The search for more grape varieties that could yield high quality wines in the Okanagan's climate intensified, as aspiring and established winemakers trolled France, Germany and the United States for promising grape types. The wide diversity of growing-environments in the Okanagan means that the region is suited to an unusually varied selection of grape varieties.
Today, most vines in the Okanagan Valley are less than 10 years old, and most of its wineries are small, family-owned-and-run operations. More than one winery makes "old-vine" wines from vines planted just prior to 1990. Though white grape varieties led the industry early on, red grape varieties such as Pinot Noir, Merlot, Cabernet Sauvignon, Cabernet Franc, Malbec and lately Syrah have caught up. Valley production today is fairly evenly divided between red wines and white wines.
|Views of the 60-mile Okanagan Lake from Naramata Ranch vineyards of Mission Hill Family Estate.|
With the quality and reputation of Okanagan wines ever on the rise, it's small wonder that large wine corporations based in Ontario have cast an eye in the direction of the Okanagan.

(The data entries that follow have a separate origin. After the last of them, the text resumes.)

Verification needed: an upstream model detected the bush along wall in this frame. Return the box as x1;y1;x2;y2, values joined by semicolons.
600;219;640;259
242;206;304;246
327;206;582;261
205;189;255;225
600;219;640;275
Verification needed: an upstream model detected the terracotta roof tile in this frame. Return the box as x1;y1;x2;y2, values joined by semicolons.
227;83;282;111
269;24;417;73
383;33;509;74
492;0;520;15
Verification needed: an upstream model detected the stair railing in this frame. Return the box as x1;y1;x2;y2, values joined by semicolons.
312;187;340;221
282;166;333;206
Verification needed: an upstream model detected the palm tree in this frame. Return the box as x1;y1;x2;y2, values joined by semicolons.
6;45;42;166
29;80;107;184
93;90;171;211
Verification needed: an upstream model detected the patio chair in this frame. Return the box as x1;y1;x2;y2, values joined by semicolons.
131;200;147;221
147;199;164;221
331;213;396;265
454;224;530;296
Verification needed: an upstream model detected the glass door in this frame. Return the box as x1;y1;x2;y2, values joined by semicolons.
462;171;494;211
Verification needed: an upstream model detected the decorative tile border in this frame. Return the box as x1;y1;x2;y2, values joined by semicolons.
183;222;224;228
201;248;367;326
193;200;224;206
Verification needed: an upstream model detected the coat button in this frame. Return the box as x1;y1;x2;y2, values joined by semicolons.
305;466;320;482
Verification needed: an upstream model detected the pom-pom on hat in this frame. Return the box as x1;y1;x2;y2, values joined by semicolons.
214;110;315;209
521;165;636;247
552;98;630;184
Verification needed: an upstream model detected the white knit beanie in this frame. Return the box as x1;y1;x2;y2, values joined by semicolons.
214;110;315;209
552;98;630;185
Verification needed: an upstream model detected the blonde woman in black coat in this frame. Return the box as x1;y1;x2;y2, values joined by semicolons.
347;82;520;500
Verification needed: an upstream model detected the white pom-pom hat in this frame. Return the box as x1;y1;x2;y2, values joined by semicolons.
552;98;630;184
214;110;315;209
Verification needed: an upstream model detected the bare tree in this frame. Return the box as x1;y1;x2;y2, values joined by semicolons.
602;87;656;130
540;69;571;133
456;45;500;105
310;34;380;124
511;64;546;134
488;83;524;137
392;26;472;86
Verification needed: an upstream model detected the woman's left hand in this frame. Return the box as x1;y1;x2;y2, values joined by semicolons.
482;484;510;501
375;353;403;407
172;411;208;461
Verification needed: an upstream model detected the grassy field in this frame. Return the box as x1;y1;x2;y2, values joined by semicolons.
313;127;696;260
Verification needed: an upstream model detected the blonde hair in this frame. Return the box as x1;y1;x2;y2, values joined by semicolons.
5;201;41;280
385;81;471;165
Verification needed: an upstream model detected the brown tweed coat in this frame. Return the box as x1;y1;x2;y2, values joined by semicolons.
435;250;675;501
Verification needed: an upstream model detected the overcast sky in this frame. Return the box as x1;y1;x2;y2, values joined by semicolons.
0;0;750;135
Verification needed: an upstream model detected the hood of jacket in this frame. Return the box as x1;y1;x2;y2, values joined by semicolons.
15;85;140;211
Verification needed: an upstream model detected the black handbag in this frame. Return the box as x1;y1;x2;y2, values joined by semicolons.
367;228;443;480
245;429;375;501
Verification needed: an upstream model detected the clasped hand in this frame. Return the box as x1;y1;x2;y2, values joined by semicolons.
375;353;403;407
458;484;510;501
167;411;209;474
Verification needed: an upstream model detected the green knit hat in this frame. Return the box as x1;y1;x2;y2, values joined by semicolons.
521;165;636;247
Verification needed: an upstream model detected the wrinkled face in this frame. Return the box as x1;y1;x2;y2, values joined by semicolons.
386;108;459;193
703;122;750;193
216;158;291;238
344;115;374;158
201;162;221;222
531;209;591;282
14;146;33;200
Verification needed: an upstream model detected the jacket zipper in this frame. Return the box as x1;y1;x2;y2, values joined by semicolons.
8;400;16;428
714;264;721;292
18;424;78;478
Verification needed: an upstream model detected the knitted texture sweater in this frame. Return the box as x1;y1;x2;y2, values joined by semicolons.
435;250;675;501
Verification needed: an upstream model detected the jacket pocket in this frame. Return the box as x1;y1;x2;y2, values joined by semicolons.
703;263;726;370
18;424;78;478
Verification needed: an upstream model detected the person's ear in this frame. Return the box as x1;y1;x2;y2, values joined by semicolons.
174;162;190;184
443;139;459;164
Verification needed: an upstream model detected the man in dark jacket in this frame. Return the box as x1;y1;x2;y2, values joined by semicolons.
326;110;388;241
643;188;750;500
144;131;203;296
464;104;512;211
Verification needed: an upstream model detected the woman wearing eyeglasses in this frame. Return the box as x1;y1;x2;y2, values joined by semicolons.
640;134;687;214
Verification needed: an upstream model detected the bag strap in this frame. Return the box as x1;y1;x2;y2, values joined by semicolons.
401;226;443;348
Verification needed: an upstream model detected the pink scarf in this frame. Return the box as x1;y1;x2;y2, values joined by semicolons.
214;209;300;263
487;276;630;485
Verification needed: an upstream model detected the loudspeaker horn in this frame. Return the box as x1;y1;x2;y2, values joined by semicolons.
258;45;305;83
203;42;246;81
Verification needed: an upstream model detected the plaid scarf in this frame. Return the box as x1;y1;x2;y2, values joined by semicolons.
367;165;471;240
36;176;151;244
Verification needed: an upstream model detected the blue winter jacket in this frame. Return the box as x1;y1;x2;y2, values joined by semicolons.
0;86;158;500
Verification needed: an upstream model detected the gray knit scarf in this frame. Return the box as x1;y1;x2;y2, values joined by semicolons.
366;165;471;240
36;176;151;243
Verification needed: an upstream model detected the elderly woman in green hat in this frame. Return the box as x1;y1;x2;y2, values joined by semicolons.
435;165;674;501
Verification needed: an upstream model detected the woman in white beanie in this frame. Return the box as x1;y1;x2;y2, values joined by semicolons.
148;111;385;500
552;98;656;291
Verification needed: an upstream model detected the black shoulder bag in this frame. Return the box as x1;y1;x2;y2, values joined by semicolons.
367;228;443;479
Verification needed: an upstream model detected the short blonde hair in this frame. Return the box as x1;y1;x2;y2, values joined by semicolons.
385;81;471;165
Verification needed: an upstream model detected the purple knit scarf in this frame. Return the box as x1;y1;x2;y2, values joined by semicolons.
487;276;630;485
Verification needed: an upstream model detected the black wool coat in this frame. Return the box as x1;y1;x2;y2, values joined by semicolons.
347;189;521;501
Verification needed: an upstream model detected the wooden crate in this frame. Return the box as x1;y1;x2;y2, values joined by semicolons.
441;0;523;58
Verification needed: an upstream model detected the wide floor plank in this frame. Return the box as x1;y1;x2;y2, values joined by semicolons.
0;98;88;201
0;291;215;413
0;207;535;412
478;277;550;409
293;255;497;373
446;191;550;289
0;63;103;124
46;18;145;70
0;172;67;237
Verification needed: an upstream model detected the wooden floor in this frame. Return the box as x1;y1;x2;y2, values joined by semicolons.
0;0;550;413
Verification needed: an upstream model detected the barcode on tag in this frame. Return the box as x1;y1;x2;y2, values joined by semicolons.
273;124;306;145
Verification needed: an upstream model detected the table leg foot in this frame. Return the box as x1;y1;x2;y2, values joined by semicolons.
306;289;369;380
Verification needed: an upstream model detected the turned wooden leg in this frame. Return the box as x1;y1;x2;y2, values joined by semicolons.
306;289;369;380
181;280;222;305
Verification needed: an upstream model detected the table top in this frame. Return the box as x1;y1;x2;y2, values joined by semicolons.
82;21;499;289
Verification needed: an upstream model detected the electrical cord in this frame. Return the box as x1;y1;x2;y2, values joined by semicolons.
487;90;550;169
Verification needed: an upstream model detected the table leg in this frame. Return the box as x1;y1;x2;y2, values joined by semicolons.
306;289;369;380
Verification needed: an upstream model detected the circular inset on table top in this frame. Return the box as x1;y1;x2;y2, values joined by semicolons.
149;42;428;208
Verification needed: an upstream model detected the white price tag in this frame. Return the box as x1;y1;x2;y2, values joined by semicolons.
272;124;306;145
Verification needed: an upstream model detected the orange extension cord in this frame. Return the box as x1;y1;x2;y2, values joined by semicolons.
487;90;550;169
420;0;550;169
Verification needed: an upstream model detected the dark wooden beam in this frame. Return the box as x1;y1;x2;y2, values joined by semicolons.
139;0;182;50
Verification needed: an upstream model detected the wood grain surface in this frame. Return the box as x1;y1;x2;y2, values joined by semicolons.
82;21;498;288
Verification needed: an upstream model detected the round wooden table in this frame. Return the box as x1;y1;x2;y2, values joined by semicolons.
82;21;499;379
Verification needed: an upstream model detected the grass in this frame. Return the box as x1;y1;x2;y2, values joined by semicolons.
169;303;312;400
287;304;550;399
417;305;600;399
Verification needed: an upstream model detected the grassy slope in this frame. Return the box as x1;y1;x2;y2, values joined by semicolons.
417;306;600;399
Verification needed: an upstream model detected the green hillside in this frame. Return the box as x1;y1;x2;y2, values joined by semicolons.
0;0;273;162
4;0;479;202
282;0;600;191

Harry McWatters, who opened his Sumac Ridge Estate Winery in 1980 on the grounds of the old Sumac Ridge Golf and Country Club in Summerland, is a big wheel in the Okanagan wine industry. Founding chairman of the British Columbia Wine Institute and the Vintners Quality Alliance (VQA) program in British Columbia, McWatters sold Sumac Ridge to Ontario-based Vincor International, Canada's largest and North America's fourth-largest wine producer, in 2000.
Today, McWatters is Vincor's only vice president in the west, and is a driving force in the company's Okanagan brands. These include Sumac Ridge; Hawthorne Mountain; Jackson-Triggs; Inniskillin Okanagan; Osoyoos Larose, a Vincor joint venture with French Groupe Taillan; and Nk'Mip Cellars, a joint venture between the local Osoyoos Indian Band and Vincor.
David Bond, chairman of the British Columbia Wine Institute and vice president of government relations for Mission Hill, says the limiting factors in Okanagan vineyard development are pretty much the same as they are in California: water availability (the region gets as few as 6 inches of rain a year in its desertlike southern tip, and a still meager 12 inches in its more northern reaches), competition from urban growth and the rate of return on vineyard and winery investment.
Says Bond, "I predict vineyard acreage could go as high as 14,000 acres over the next seven or eight years, but only time and conditions will tell." According to McWatters, over the past three years Ontario has entered twice as many wines in national competitions as has British Columbia, but has won only half as many medals.
"We've been finding our balance here in the last 10 years, and we've created a new foundation for our wine industry to build on," McWatters says. "There's no place to go but up."
Lynn Alley is a freelance writer based in San Diego.